Said the Cardinal-Archbishop of Paris in his address from the Altar-steps: “These banners, suspended from the roof of our Cathedral, will attest to posterity the efforts of Europe in arms against us; the great achievements of our soldiers; the protection of Heaven over France; the prodigious successes of our invincible Emperor; and the homage which he pays to God for his victories.” Not one of the flags exists now. They disappeared mysteriously, in circumstances to be described later, in the early hours of March 31, 1814, the day on which the victorious Allies entered Paris, and Napoleon withdrew to Fontainebleau.
Fifty-four of the other trophies paraded through Paris, flags taken in the Ulm campaign, were presented by Napoleon, as has been said, to the Senate. In return a picture of the scene at the reception of the trophy-flags was ordered to be painted for presentation to the Emperor. It is now at Versailles.
The remaining sixteen trophies were divided by order of the Emperor. Eight were sent to the Assembly Hall of the Tribunate; eight to the Hôtel de Ville as a gift to the city of Paris.
Thus did France receive the first spoils of the Eagles.
“Soldiers,” said Napoleon to the Grand Army, in his Austerlitz Proclamation; “I am satisfied with you. You have justified my fullest expectations of your intrepidity. You have decorated your Eagles with immortal glory!”
CHAPTER V
IN THE SECOND CAMPAIGN
Jena and the Triumph of Berlin
The curtain rises this time on an act in the War Drama of the Eagles unique in the startling incidents of its historic dénoûment.
Prussia, in September 1806, threw down the gage to Napoleon and drew the sword for a trial of strength, with the full assurance of victory. There was no doubt in Germany as to the issue; not the least anxiety was felt. No troops in the world, declared one and all, could stand up to the Prussian Army. It was easy, they said at Potsdam and Berlin, to account for what had happened last year on the Danube. Any sort of army could have won in that war. Timidity and want of skill in the Austrian generals, deficient training in the men, had been, beyond dispute, the reason of the disasters. It would be otherwise now. Napoleon would have to meet this time the Army of Prussia; the best drilled and smartest soldiers in the world, organised and trained under the system that the Great Frederick had originated and himself brought to perfection. “His Majesty the King,” said one of the Prussian generals, addressing a parade at Potsdam, “has many generals better than Napoleon!” In the Prussian Army, from veteran field-marshal to drummer-boy, there were no two opinions as to what must be the outcome of a clash of arms with France. The wings of Napoleon’s Eagles would be clipped once for all.

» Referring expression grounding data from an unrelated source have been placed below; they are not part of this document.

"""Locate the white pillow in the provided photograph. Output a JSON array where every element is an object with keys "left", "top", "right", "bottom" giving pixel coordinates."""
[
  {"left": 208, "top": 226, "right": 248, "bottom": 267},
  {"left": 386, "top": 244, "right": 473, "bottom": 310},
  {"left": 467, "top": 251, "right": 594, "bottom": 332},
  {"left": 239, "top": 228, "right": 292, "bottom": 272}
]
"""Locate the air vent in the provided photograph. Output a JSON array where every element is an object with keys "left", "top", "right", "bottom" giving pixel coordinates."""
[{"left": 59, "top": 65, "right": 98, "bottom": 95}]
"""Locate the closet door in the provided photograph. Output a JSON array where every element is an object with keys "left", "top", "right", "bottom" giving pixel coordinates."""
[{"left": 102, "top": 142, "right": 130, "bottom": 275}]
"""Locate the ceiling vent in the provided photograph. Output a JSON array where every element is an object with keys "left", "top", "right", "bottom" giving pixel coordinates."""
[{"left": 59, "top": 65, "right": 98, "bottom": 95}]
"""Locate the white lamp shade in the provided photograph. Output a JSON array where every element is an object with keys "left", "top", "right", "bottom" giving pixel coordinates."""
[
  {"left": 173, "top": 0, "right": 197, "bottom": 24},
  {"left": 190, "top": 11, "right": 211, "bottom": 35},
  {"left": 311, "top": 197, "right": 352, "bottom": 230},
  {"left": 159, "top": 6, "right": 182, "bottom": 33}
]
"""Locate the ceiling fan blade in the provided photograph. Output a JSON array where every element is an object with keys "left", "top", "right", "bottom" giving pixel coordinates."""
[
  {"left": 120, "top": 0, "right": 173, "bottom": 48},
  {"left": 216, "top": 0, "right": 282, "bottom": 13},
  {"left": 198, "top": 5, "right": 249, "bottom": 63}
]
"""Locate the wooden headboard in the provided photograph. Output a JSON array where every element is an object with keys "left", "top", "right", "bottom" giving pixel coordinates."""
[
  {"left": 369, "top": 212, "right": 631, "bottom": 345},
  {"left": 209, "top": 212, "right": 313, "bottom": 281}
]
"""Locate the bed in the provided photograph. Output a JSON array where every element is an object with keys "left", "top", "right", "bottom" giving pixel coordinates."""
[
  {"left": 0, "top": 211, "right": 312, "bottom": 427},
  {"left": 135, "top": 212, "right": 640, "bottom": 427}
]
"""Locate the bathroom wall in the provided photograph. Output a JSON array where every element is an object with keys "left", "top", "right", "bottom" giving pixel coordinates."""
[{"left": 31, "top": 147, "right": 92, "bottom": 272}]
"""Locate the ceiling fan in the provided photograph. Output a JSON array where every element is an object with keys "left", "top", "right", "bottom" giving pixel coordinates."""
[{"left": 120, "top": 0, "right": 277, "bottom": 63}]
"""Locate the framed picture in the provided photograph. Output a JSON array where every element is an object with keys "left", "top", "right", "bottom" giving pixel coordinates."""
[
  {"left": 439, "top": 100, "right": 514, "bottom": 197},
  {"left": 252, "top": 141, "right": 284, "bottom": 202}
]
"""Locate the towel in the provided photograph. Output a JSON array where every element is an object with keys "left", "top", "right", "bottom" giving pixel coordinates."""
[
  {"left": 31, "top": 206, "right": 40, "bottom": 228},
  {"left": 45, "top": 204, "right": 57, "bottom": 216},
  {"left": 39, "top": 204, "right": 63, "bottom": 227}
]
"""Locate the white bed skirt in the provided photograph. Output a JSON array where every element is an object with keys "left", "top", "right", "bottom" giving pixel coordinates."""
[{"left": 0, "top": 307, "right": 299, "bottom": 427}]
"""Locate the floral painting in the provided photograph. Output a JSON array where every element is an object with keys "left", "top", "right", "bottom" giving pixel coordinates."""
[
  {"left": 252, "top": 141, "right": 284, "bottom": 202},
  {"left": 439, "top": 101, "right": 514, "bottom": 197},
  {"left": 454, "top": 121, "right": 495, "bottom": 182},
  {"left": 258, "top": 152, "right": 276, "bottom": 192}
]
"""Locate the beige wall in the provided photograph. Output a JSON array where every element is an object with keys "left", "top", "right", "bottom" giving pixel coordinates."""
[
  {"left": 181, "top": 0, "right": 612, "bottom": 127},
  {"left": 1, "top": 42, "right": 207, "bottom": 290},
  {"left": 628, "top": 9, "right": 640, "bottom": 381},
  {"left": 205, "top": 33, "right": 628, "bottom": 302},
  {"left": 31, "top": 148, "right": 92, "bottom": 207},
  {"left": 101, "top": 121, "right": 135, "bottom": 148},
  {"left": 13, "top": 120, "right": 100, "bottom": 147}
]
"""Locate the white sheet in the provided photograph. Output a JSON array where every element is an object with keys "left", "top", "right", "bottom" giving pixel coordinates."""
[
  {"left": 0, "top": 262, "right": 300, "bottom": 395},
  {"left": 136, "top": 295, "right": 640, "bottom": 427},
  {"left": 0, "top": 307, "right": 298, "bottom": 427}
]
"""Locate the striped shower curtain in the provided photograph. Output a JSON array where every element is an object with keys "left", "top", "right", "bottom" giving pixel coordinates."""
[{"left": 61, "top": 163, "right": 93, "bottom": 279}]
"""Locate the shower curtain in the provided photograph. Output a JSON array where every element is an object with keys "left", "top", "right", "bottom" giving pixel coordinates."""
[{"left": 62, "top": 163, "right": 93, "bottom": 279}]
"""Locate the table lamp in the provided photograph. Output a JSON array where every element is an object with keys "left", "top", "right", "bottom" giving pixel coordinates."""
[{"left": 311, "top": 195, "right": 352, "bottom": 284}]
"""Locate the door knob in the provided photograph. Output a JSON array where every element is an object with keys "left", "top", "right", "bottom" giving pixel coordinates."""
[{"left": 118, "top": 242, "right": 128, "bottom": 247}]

But to hurl defiant words was not enough. Yet further to display contempt for their French foes, the young officers of the Prussian Guard marched one night in procession through the streets of Berlin to demonstrate in front of the French Embassy. Shouting out insults and jeers, they brandished their swords before the windows of the mansion and made a show of sharpening the blades on the Ambassador’s doorsteps. The Prussian King’s ultimatum went forth, couched in language there was no mistaking, and the Royal Guard Corps set out from the capital for the frontier with flags displayed and their bands playing triumphal airs, chanting songs of the victories of the Great Frederick, and shouting themselves hoarse with cries of “Nach Paris!” All over Prussia it was the same. The marching regiments tramped through the towns and villages, their colours decked with flowers, their bands playing, and with the swaggering gait of victors returning from conquest.